Band: Laktating Yak | Album: Origin of the Yak | Genre: Zeuhl, RIO | Bandcamp
This is a great, weird, noisy album. The music is high-energy, chaotic, and dissonant. Strange guitar chords help the music plow forward as squealing violins screech over top. Laktating Yak use dissonance to great effect, but they don’t wallow in it or let it become overpowering. It’s a deftly-used tool. These guys remind me a lot of Corima, in that this is a brand of zeuhl that sounds very much from the American Southwest.
Band: Shrezzers | Album: Relationships | Genre: Technical metal, Pop | Bandcamp
This is a bizarre release. And it’s not good-bizarre, like a good zeuhl album or a Frank Zappa release. This is confusing, weird, and just not enjoyable. It takes aspects of djent and other sorta-proggy variations of technical metal and mashes it up with electronic pop elements. The clean vocals are cheesy and overwrought, though the harsh vocals are surprisingly good. There are a couple decent tracks here, but mostly it sounds like someone was a big fan of both Plini and Top 40 pop and couldn’t quite make those two work together. I’m sure there’s an audience for this, but this is a marriage of two genres (pop and djent) that I deeply dislike.
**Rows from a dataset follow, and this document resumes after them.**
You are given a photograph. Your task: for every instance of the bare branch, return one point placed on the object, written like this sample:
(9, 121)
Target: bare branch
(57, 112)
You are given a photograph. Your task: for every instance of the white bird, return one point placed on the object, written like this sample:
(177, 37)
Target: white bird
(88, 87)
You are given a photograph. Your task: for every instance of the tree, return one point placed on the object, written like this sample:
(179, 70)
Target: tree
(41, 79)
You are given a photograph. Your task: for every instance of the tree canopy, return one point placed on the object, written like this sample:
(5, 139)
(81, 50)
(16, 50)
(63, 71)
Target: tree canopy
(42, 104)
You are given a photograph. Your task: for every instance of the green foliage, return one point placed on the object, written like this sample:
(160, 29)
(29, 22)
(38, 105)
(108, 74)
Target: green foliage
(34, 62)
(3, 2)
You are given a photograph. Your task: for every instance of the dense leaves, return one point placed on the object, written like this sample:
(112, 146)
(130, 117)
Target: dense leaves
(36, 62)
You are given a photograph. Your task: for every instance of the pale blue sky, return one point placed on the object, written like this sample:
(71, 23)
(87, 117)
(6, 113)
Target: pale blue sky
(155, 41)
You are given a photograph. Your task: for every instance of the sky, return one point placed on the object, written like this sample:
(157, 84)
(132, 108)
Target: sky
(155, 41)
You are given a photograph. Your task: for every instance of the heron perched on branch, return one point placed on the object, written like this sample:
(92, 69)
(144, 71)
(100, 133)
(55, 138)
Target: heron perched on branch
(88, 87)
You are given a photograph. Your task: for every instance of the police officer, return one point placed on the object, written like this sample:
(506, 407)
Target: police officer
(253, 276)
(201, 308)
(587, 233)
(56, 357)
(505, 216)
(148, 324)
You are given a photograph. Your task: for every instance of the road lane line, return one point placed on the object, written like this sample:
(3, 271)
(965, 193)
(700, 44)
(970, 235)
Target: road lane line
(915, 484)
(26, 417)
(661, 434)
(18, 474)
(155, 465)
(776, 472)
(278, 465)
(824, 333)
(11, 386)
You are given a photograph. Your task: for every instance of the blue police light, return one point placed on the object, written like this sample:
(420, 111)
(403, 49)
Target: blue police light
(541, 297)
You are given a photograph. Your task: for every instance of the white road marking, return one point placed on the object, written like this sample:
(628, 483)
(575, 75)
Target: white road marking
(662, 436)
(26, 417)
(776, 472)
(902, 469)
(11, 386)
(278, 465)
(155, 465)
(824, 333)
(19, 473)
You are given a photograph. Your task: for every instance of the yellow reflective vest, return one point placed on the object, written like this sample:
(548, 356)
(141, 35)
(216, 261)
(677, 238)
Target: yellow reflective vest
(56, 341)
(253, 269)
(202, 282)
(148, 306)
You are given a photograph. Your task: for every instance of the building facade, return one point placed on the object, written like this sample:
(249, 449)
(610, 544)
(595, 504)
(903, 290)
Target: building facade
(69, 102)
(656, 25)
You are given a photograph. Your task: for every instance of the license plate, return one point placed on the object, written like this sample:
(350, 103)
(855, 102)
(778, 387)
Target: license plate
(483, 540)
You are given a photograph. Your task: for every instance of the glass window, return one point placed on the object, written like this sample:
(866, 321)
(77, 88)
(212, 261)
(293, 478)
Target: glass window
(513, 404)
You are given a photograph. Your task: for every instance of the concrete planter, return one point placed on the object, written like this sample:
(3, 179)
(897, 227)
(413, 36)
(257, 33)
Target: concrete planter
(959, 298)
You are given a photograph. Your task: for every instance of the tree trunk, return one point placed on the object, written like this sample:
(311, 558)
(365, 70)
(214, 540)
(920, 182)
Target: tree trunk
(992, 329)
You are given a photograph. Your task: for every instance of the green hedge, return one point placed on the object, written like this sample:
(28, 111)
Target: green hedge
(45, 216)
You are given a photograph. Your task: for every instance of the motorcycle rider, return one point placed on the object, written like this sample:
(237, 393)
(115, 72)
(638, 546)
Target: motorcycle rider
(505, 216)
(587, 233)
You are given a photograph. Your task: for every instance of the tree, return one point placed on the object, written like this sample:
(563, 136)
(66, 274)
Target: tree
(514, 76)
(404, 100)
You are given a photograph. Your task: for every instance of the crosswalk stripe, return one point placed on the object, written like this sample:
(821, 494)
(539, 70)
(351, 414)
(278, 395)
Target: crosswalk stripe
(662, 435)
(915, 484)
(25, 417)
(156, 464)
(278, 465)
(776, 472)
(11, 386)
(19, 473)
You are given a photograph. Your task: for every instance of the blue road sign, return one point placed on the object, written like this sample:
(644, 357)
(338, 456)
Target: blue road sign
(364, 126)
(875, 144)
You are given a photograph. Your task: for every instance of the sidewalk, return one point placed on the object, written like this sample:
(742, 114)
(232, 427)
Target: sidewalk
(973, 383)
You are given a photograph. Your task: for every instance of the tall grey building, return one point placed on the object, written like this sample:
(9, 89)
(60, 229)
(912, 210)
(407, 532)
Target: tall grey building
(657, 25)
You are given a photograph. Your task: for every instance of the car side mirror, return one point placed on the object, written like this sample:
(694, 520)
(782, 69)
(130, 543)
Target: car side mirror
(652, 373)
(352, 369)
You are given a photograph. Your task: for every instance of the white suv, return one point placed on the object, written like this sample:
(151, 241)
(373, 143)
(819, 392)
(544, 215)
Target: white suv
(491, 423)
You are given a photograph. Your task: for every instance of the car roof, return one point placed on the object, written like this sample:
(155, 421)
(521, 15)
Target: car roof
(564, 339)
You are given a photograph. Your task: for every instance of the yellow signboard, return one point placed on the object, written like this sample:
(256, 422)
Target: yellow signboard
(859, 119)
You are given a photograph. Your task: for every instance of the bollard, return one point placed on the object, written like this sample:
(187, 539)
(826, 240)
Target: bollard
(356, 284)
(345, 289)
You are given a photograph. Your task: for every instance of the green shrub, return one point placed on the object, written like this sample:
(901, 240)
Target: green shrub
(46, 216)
Band: Sight: | Album: Heroica | Genre: Stoner metal, Post metal | Bandcamp
Sight have a lot of good ideas on this album. They remind me a lot of Elder, in that they’re proggy, cosmic, stonery metal. The riffs are strong and heavy, and a lot of moments on this album have a great energy and experimental spirit. I do have one big gripe here. And it’s a really big one. It’s that’s that five of the seven songs are structured nearly identically. The first three-quarters is quiet and calm and mellow, but the last section is all proggy metallic bombast. After a while, it began to strongly grate on me. It’s unfortunate, but I really do wish they could have been more varied in their writing. Somewhat unsurprisingly, the two songs which don’t hem to this pattern are my favorites.
Band: The Sonic Dawn | Album: Eclipse | Genre: Psychedelic rock, Garage rock | Bandcamp
This sounds like the band listened to Nuggets and decided to just ape what they heard there. The musicianship is fine, but there’s nothing original or particularly interesting here. Everything’s drenched in echoes and reverb, and the band are doing their damnedest to sound like they’re a garage band from 1968. There’s the occasional interesting jazzy flourish or particularly catchy hook, but this is nonessential.